三羽は、鳥の羽を三枚合わせて手元を竹の皮などで包み、紐で結んであるので「三つ羽」といいます。
三羽は、柄の竹皮を縛る紐を、原則として二ヶ所で結んでいます。結ぶ紐は、利休は竹皮を撚った紐で結び、宗旦は紙を撚った紐で結んだといいます。
三羽の仕立や、扱いは流儀によって異なります。
三羽は、千家流では竹皮を巻いた端を捻って、柄の端が横から見て斜めになるように下に折り返し、紙を撚った輪を折返しの所に入れ掛緒とし、それを紙を撚った紐(紙縒、元結、水引)で縛り、結び目は柄の裏側に作ります。
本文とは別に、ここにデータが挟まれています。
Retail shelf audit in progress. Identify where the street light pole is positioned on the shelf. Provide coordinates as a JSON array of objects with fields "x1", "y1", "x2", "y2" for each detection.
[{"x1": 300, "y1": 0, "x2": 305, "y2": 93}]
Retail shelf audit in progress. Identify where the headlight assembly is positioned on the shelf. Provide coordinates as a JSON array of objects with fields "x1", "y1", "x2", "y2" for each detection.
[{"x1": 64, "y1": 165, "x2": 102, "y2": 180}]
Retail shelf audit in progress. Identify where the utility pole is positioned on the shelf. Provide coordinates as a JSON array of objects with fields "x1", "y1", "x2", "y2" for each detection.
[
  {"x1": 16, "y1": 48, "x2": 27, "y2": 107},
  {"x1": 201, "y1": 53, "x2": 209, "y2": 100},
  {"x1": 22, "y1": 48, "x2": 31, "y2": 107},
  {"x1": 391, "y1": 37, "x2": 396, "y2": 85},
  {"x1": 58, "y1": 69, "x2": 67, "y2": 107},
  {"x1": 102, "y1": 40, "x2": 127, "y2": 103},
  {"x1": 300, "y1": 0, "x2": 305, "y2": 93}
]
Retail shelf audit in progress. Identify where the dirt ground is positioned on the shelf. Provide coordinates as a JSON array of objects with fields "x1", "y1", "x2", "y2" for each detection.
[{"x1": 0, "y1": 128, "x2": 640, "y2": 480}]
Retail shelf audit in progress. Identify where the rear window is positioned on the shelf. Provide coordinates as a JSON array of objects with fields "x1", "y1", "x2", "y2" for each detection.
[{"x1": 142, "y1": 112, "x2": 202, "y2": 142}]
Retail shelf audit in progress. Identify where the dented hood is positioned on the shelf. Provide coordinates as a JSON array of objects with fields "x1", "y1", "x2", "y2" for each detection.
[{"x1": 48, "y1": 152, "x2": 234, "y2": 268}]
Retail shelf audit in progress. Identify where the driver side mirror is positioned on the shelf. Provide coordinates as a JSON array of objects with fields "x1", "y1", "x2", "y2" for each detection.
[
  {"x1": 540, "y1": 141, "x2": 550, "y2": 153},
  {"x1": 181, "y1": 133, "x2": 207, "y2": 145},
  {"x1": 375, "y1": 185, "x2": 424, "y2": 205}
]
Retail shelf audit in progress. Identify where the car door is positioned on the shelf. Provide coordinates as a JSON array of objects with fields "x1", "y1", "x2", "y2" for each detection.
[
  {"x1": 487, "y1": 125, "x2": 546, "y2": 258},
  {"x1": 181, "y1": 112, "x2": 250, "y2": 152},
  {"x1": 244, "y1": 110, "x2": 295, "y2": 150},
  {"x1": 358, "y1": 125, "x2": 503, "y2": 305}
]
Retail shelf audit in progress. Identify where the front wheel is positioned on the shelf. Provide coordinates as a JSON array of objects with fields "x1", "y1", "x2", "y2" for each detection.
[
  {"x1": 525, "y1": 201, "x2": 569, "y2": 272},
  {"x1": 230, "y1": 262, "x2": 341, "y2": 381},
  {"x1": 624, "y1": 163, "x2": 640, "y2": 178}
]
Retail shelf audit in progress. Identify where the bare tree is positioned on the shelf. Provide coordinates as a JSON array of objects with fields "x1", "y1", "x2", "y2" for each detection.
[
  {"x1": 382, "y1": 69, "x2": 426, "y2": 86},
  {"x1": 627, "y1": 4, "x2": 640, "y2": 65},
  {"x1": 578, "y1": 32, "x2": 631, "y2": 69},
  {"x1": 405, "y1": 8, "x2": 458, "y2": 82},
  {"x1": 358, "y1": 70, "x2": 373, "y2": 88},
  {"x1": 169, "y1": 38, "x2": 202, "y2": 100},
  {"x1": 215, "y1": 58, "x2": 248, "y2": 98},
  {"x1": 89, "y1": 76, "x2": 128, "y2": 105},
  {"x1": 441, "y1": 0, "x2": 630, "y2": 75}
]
武家流では、竹皮の端を捻らないもの、柄の端が横から見て垂直なもの、折返しを側面にし、結び目を側面、あるいは折返しを押える一ヶ所だけ側面にしたものなど種々があり、結び紐は竹皮を撚った竹皮紐で、掛緒はないのが普通です。
羽箒は、古くは一枚の羽を木や竹の軸に挿したものでしたが、利休が三枚重ねにしたとされ、以降三枚羽の「三ツ羽」が一般的になり、単に羽箒といえば「三羽」のことを指します。
千利休の「三ツ羽」は、二枚横に並べた上に一枚を乗せる形でしたが、古田織部が三本をまっすぐ縦に重ねる、現在の形にしたといいます。
羽箒は、羽の向きによって、「右羽」「左羽」「双羽」の区別があります。
羽の骨を中心にして、骨より右が広いものを「右羽」(みぎばね)といい、左が広いものを「左羽」(ひだりばね)といいます。
羽箒は、風炉用は「右羽」(向って右が広い)、炉用は「左羽」(向って左が広い)を使います。
「双羽」(もろは)は、左右の羽根が同じ幅の羽箒で、炉・風炉ともに使えます。真の炭手前に使うこともあります。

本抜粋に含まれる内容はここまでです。